Carolyn Cross’s great grandparents came to Chicago from Lithuania around the turn of the 20th century. Even as newly arrived immigrants, they participated in a popular Chicago tradition that was emerging at the time: visiting the restaurant inside the Marshall Field’s department store, now known as Macy’s.



“My great-grandmother took my grandmother, then my grandmother took my mom and then my mom took me and so it has been a tradition in the family for a long time,” Carolyn said.

The tradition always involved looking at the famous State Street Christmas windows, visiting with Santa inside and finally feasting on chicken pot pie under the Great Tree in the famous Walnut Room restaurant on the seventh floor.

Carolyn Cross brother with Santa at Walnut Room The Great Tree at the Walnut Room, 1930s

Carolyn Cross and her brother (pictured above) would enjoy a meal around the Great Tree and visit Santa inside the Walnut Room. (Courtesy Carolyn Cross and Chuckman Chicago Nostalgia)

“We would go have lunch in the Walnut Room and sit by that beautiful tree with those waitresses in their black dresses and their white aprons ... It just had such great memories this time of year,” she said.

So this year, when a lot of us are feeling nostalgic about holiday traditions that we miss, Carolyn asked Curious City to tell her more about the Walnut Room, how it became a Christmas tradition and why it persists to this day.
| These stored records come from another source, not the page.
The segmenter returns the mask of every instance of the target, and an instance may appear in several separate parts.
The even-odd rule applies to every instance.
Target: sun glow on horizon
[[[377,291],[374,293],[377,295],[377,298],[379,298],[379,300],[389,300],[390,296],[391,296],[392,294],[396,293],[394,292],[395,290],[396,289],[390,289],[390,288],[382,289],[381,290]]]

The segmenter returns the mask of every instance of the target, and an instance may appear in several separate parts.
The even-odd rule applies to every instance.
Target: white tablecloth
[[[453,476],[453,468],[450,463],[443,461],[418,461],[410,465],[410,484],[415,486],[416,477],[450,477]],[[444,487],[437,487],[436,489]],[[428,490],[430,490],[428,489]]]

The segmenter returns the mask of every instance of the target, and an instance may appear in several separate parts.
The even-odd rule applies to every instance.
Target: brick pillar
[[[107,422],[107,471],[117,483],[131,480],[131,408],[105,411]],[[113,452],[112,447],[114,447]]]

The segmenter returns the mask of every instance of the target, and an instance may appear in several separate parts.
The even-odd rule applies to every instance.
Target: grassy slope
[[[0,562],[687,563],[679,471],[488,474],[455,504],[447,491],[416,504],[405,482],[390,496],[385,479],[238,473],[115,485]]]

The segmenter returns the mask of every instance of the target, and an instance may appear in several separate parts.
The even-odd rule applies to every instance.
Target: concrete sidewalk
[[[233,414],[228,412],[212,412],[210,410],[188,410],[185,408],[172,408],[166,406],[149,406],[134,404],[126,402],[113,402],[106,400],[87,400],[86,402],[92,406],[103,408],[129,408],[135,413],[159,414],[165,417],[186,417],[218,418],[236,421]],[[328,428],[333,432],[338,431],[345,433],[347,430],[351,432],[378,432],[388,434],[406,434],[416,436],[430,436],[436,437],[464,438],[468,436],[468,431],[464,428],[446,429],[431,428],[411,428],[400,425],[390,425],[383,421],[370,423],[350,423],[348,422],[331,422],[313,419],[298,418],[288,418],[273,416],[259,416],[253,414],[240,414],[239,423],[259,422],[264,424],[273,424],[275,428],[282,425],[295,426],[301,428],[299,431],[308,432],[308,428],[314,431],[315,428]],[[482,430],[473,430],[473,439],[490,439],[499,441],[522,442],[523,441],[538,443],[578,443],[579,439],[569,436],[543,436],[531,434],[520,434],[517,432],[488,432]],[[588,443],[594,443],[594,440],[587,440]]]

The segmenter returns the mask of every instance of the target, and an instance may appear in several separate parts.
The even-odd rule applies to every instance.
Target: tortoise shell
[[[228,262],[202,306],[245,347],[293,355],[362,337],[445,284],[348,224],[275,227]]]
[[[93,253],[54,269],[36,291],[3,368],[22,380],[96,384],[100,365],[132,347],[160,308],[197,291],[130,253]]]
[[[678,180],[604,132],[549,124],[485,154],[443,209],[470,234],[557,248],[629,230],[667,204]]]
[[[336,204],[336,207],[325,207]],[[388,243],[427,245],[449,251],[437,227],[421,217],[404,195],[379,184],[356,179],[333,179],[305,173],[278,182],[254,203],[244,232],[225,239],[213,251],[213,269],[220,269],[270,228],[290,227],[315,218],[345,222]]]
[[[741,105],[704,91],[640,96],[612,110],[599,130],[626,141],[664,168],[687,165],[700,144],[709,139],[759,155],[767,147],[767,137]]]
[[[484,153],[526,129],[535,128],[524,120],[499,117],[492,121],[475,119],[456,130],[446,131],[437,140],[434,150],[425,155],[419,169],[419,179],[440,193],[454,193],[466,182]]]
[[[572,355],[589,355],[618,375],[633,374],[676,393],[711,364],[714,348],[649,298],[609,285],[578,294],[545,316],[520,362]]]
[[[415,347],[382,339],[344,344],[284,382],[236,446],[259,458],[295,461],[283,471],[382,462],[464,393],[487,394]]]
In this episode, reporter Monica Eng answers Carolyn’s questions with the help of McHenry County College history instructor Sarah Sullivan and Illinois history researcher Neil Gale.

Sullivan is currently doing a series of talks across the region about the history of Marshall Field’s and Chicago as part of the Illinois Humanities Road Scholar program.

“I talked to a lot of people who tell me that their grandmothers would take them to Marshall Field’s for Christmas and they would pick out Christmas outfits and have lunch in the Walnut Room. And it was just part of their Christmas experience in the same way that putting up the Christmas tree or, you know, decorating with stockings or any of that might have been part of Christmas for them,” said Sullivan. “The Walnut Room and Marshall Field’s was definitely part of that for a lot of people.”



Digital Research Library of Illinois History founder Neil Gale wrote a piece about the restaurant, but also has his own childhood memory of the store. He says his parents let him travel from Rogers Park to the downtown store alone as an eight-year-old boy.

And during the holidays, he’d make a stop at the Walnut Room where he had a trick to skip the long lines of people.

“Many times there was a really long line for one or two people,” he recalled. “And the line for three or more had ten parties in it. And I was precocious enough to approach a family that looked nice and asked them if I could join them so I wouldn't have to wait an hour.”

As Curious City dug into the history with Sullivan and Gale, what we found was that the Walnut Room and that Christmas tradition was part of a larger strategy at Marshall Field’s that went way beyond the holidays. It was a plan to make the department store accessible to all kinds of shoppers, to anticipate their needs and make Field’s a nearly indispensable part of people's lives.



The plan started around the turn of the century and over the years it made Marshall Field’s not just a store, but a Chicago institution.

“In the early days in particular, Marshall Field's focused on the long game. They didn't look to sell something to you today; they looked to have you as a customer for life," Sullivan said.

Despite the sharp decline in department store patronage across the country, both the Christmas windows and the Walnut Room — now within Macy’s — remain big holiday attractions. But the restaurant has made adjustments for the COVID-19 pandemic.

It’s closed for indoor dining right now, but open for those who want to take a look at the Great Tree and pre-order a special Walnut Room boxed holiday lunch containing an ornament, festive edible sprinkles, a brownie and that famous chicken pot pie.